Костян и брат его как сидели, так остались. Мартын влип в пол и усидел. Витя, животом выбив сиденье и заднюю дверцу, вылетел вон. Хохла выбросило сквозь лобовое стекло, он сломал руку, девять ребер, разинувшийся капот выдрал из руки его бицепс, приземляясь, хохол врезался в дерево и раскроил лоб, но, ясное дело, – не проснулся.

Брат и Костян, очумелые, вылезли, выпутались и вздрогнули – «Вытащите меня!» – из недр металлолома закричал Мартын, ожидая взрыва. Вытащили и рыскали по кустам. Никого в темноте. А, нет, кто-то есть. Вот – наткнулись на стонущего Витю. Витя пожаловался: болит живот. И встал на ноги.

Хохол начал просыпаться и сразу понял, что снится плохой сон, закрыл глаза, чтобы дождать сна получше. Его потрогали за руку: «Так она сломана!» Крикнули: «Володя умер!» – они нашли хохла без туфель, по темной народной примете человек, вылетевший при автокатастрофе из туфель, наверное умрет. Хохол туфли снял сам по-тихому в машине, чтоб не жарко спать.

Ночные машины не останавливались: мало ли какие среди ночи руками машут. Костян побежал два километра до деревни – милиция приехала, «скорая». Хохол понял суть произошедшего и плюнул в ладонь – крови в слюне не было. Легкие, значит, целы. Откуда энциклопедические познания?

Хохла схватили бросить на носилки, он поборолся за жизнь: «Беритесь втроем! Чтоб равномерно! Чтоб легкое не проткнуть сломанным ребром!» – никто не слушал.

В деревенской больнице Вите разрезали живот, отрезали селезенку, убедились, что почка разбита, – зашили и отправили в район. Хохла оставили вылечить. Хохол лежал, хохол, жмурясь, глядел на операционные лампы, двигались только пальцы на ногах, на лоб клали швы, отвезли в палату, где лежало шесть полумертвых. В девять вечера палату заперли на ключ, и медицинский персонал ушел спать. Вылезли тараканы и побежали по хохлу – он пытался пугануть насекомых криками и шевелением ножных пальцев, но тараканы не разбегались и щекотно суетились по груди, шее и лицу. Хохол понял: залезет в одно ухо и вылезет из другого. И застучал пяткой в стену. До трех ночи. После трех начал кричать. Бессмысленно звал маму.

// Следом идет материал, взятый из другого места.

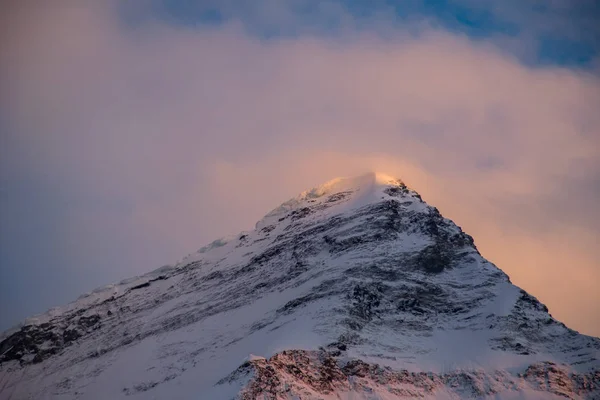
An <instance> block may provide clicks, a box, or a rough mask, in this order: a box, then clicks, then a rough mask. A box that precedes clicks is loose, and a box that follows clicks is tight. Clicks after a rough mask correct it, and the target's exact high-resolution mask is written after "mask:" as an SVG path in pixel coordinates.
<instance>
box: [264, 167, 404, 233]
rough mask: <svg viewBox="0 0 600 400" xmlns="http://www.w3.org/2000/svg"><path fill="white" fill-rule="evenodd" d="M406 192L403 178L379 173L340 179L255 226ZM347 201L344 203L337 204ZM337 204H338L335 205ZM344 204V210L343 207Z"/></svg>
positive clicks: (294, 200) (354, 207) (314, 190)
mask: <svg viewBox="0 0 600 400" xmlns="http://www.w3.org/2000/svg"><path fill="white" fill-rule="evenodd" d="M389 188H398V189H400V188H401V189H407V187H406V185H405V184H404V182H403V181H402V180H401V179H398V178H394V177H392V176H390V175H387V174H384V173H380V172H369V173H366V174H363V175H359V176H353V177H338V178H334V179H331V180H329V181H327V182H325V183H323V184H321V185H318V186H315V187H313V188H311V189H308V190H305V191H303V192H301V193H300V194H298V195H297V196H296V197H293V198H291V199H289V200H288V201H286V202H284V203H283V204H281V205H280V206H279V207H277V208H275V209H273V210H272V211H271V212H269V213H268V214H267V215H266V216H265V217H264V218H263V219H262V220H260V221H259V222H258V223H257V224H256V228H257V229H261V228H263V227H265V226H267V225H270V224H272V223H273V222H276V221H277V220H278V219H279V218H281V217H282V216H283V215H286V214H288V213H290V212H293V211H297V210H300V209H303V208H306V207H308V206H310V207H313V206H315V205H319V204H323V205H324V204H328V205H329V206H335V210H336V211H337V212H341V211H347V210H349V209H353V208H357V207H360V206H364V205H365V204H368V203H370V202H374V201H377V200H378V199H380V198H381V194H382V193H384V191H385V190H386V189H389ZM342 198H345V201H343V202H337V200H341V199H342ZM333 203H336V204H333ZM342 203H343V204H344V206H343V209H342V207H341V204H342Z"/></svg>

В девять утра отворили и хохлу плеснули зеленкой на лоб.

«Дуй!!!» – прохрипел он медсестре.

«Да ладно тебе, потерпишь».

В Москву, шептал хохол. Да вы что. Мы вас не можем в таком состоянии. Риск для жизни. Приехали племянники (хохол подращивал рядом пьющих, ленивых, туповатых родственников), дядя шептал им: что хотите, чтоб отсюда.